To convert smaller units to larger units (convert bytes to kilobytes or megabytes) you simply divide the original number by 1,024 for each unit size along the way to the final desired unit.
So to get the MB size, you need to divide the file size from (1024*1024).
Step 2: Multiply total number of pixels by the bit depth of the detector (16 bit, 14 bit etc.) to get the total number of bits of data. Step 3: Dividing the total number of bits by 8 equals the file size in bytes. Step 4: Divide the number of bytes by 1024 to get the file size in kilobytes.
The object.size()
function does this type of formatting for it's results, but its meant to tell you the size of the R object you pass to it. It is not set up to take an arbitrary by value.
However, we can "steal" some of it's formatting logic. You can call it with
utils:::format.object_size(60963, "auto") # [1] "59.5 Kb"
In that way we can call the un-exported formatting function. You can bring up the additional formatting options on the ?format.object_size
help page. Note that it uses the rule that 1 Kb = 1024 bytes (not 1000 as in your example).
Use the humanReadable() function in the gdata package. It has options to report the size in base 1000 ('SI') or base 1024 ('IEC') units, and it is also vectorized so you can process an entire vector of sizes at the same time.
For example:
> humanReadable(c(60810, 124141, 124, 13412513), width=4) [1] "60.8 kB" "124 kB" "124 B" "13.4 MB" > humanReadable(c(60810, 124141, 124, 13412513), standard="IEC", width=4) [1] "59.4 KiB" "121 KiB" "124 B" "12.8 MiB"

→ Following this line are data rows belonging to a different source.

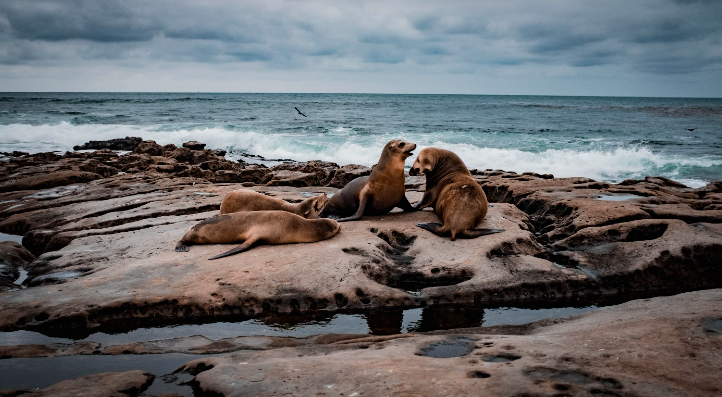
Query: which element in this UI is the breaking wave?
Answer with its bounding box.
[0,122,722,187]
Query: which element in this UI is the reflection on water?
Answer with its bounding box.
[0,306,596,346]
[0,233,23,244]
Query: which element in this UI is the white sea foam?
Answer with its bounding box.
[0,122,722,187]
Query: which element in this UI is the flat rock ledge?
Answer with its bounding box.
[0,145,722,335]
[0,289,722,397]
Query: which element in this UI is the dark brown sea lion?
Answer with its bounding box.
[221,190,328,219]
[175,211,341,259]
[318,140,416,222]
[409,148,504,241]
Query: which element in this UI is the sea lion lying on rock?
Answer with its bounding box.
[221,190,328,219]
[318,140,416,222]
[409,148,503,241]
[175,211,341,259]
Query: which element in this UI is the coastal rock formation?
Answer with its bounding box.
[0,141,722,333]
[0,289,722,397]
[73,136,143,152]
[0,241,35,292]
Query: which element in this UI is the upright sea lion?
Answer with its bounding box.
[409,148,504,241]
[318,140,416,222]
[221,190,328,219]
[175,211,341,259]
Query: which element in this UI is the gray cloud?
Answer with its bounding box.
[0,0,722,94]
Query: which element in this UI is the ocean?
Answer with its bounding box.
[0,93,722,187]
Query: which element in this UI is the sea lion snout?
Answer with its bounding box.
[386,139,416,160]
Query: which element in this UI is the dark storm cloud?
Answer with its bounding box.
[0,0,158,42]
[0,0,722,74]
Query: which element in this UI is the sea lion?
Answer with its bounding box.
[318,140,416,222]
[175,211,341,259]
[409,147,504,241]
[221,190,328,219]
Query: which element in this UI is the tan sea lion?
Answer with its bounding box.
[318,140,416,222]
[221,190,328,219]
[409,148,504,241]
[175,211,341,259]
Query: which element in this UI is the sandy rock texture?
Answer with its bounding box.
[176,289,722,396]
[0,289,722,397]
[0,145,722,334]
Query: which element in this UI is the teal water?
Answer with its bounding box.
[0,93,722,187]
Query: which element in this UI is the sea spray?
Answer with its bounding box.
[0,93,722,186]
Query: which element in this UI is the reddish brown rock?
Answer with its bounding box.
[185,290,722,397]
[0,171,102,193]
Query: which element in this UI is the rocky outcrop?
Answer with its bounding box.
[73,136,143,152]
[179,290,722,396]
[0,141,722,340]
[0,289,722,397]
[0,241,35,292]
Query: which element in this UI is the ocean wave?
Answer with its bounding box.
[0,122,722,187]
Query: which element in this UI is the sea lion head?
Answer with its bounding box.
[384,139,416,160]
[409,148,437,175]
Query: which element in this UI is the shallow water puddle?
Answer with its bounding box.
[0,233,23,244]
[0,306,596,396]
[0,353,219,397]
[419,338,474,358]
[0,306,597,346]
[595,194,643,201]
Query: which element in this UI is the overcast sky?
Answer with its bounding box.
[0,0,722,97]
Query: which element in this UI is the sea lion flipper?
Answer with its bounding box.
[336,188,369,222]
[416,223,447,236]
[396,195,418,212]
[414,190,434,211]
[458,229,504,238]
[175,240,188,252]
[208,240,255,260]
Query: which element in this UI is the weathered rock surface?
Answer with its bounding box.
[0,145,722,338]
[0,370,155,397]
[0,241,35,291]
[0,289,722,396]
[176,290,722,396]
[73,136,143,152]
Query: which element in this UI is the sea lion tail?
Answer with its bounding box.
[208,243,253,260]
[416,223,447,236]
[457,229,504,238]
[175,240,188,252]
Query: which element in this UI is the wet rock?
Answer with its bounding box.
[163,143,178,156]
[0,170,102,193]
[73,136,143,152]
[133,141,163,156]
[261,170,325,187]
[326,164,372,188]
[168,147,193,163]
[0,241,35,291]
[211,149,228,157]
[183,141,206,150]
[184,289,722,396]
[80,159,120,178]
[5,370,155,397]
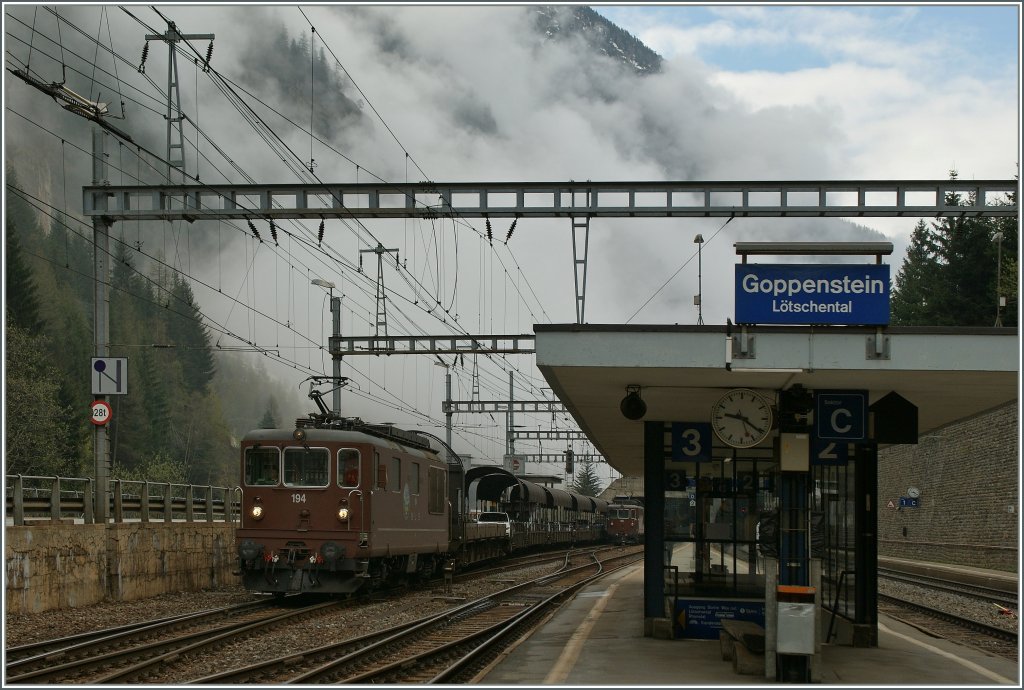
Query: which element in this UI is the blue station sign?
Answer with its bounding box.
[736,263,890,326]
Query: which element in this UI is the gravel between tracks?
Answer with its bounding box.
[879,577,1019,632]
[4,564,558,684]
[4,566,1019,680]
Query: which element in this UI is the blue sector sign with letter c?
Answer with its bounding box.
[814,390,867,441]
[735,263,889,326]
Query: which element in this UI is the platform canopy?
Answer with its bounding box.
[535,324,1020,476]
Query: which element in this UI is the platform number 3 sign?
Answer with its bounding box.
[672,422,711,463]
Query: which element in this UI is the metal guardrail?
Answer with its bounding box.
[4,474,242,525]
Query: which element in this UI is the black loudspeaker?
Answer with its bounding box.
[868,392,918,443]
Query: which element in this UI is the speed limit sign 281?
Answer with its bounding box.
[89,400,111,427]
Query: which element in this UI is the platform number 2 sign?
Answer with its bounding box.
[672,422,711,463]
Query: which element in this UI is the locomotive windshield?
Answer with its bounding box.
[338,448,359,487]
[245,447,281,486]
[285,448,329,486]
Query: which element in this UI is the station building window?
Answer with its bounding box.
[665,448,777,598]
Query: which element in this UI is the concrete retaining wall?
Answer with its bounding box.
[4,521,238,613]
[879,402,1020,572]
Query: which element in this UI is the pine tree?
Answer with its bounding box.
[572,458,601,495]
[259,395,278,429]
[168,274,214,392]
[891,220,938,326]
[4,181,43,334]
[891,171,1017,327]
[4,318,77,477]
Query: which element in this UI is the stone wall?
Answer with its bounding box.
[879,402,1020,572]
[4,521,237,613]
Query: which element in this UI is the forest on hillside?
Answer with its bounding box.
[4,169,305,485]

I'm currently working to prepare release 2.16.0 of gdata, which adds the ability to indicate which unit you would like to use for reporting the sizes, as well as "Unix"-style units.
> humanReadable(c(60810, 124141, 124, 13412513), standard="SI", units="kB") [1] " 60.8 kB" " 124.1 kB" " 0.1 kB" "13412.5 kB" > humanReadable(c(60810, 124141, 124, 13412513), standard="IEC", units="KiB") [1] " 59.4 KiB" " 121.2 KiB" " 0.1 KiB" "13098.2 KiB" humanReadable(c(60810, 124141, 124, 13412513), standard="Unix", units="K") [1] " 59.4 K" " 121.2 K" " 0.1 K" "13098.2 K"
-Greg [maintainer of the gdata package]
Update
CRAN has accepted gdata version 2.16.1, which supports standard="Unix"
and units=
options, and it should be available on a CRAN mirrors shortly.